Ma insieme possiamo ascoltarci, pensarci, provare a dare forma a ciò che accade.
A breve uscirà, grazie al progetto #Benessereadolescenti, un docufilm, guai a chiamarlo semplicemente “video”, che prova a raccontare proprio questo, l’importanza dell’ascolto, dell’attenzione, del trovare parole per dirsi, per costruire alleanze virtuose tra generazioni, riconoscendosi a vicenda.
I ragazzi non chiedono di essere riempiti.


Non chiedono di essere controllati, ma accompagnati a dare forma a ciò che portano dentro.
Perché è con loro, e non senza di loro, che si costruiscono strade possibili.
Dentro ogni adolescente c’è una domanda viva.
Una sete di senso e di bellezza che, se non trova uno sguardo che la riconosce, rischia di deformarsi.
Ma se viene incontrata, può diventare progetto, legame, responsabilità.
Allora la domanda non può essere solo: “come fermarli?”
Ma può diventare: “come possiamo esserci, prima?”
E questo “esserci” non è un’idea astratta.

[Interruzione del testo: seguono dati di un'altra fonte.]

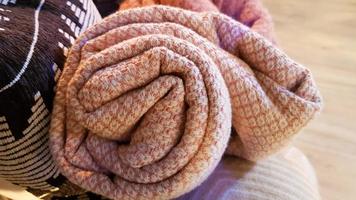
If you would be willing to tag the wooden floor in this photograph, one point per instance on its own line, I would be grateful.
(321, 34)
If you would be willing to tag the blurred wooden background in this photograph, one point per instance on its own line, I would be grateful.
(321, 34)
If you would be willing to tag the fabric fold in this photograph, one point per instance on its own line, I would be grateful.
(142, 109)
(249, 12)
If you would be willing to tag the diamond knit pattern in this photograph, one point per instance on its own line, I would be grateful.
(147, 98)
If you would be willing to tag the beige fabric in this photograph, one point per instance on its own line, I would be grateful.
(287, 175)
(143, 111)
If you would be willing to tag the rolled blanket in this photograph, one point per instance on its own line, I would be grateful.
(142, 109)
(249, 12)
(34, 39)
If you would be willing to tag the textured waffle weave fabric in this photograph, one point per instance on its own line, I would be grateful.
(145, 104)
(34, 39)
(249, 12)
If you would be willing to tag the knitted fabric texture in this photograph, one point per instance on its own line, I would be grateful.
(34, 40)
(142, 109)
(249, 12)
(287, 175)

È una scelta concreta e quotidiana.
Significa tornare ad abitare i luoghi dei ragazzi, senza delegare.
Significa costruire presenze adulte affidabili, capaci di restare anche quando è faticoso.
Significa creare spazi in cui la parola possa nascere prima del gesto, e il pensiero prima dell’azione.
Significa, soprattutto, riconoscere che il bisogno di senso degli adolescenti non è un problema da gestire, ma una domanda da accogliere.
Forse non abbiamo risposte perfette.
Ma possiamo iniziare da qui: esserci davvero, prima.
Perché ogni relazione che arriva in tempo può ancora cambiare una storia.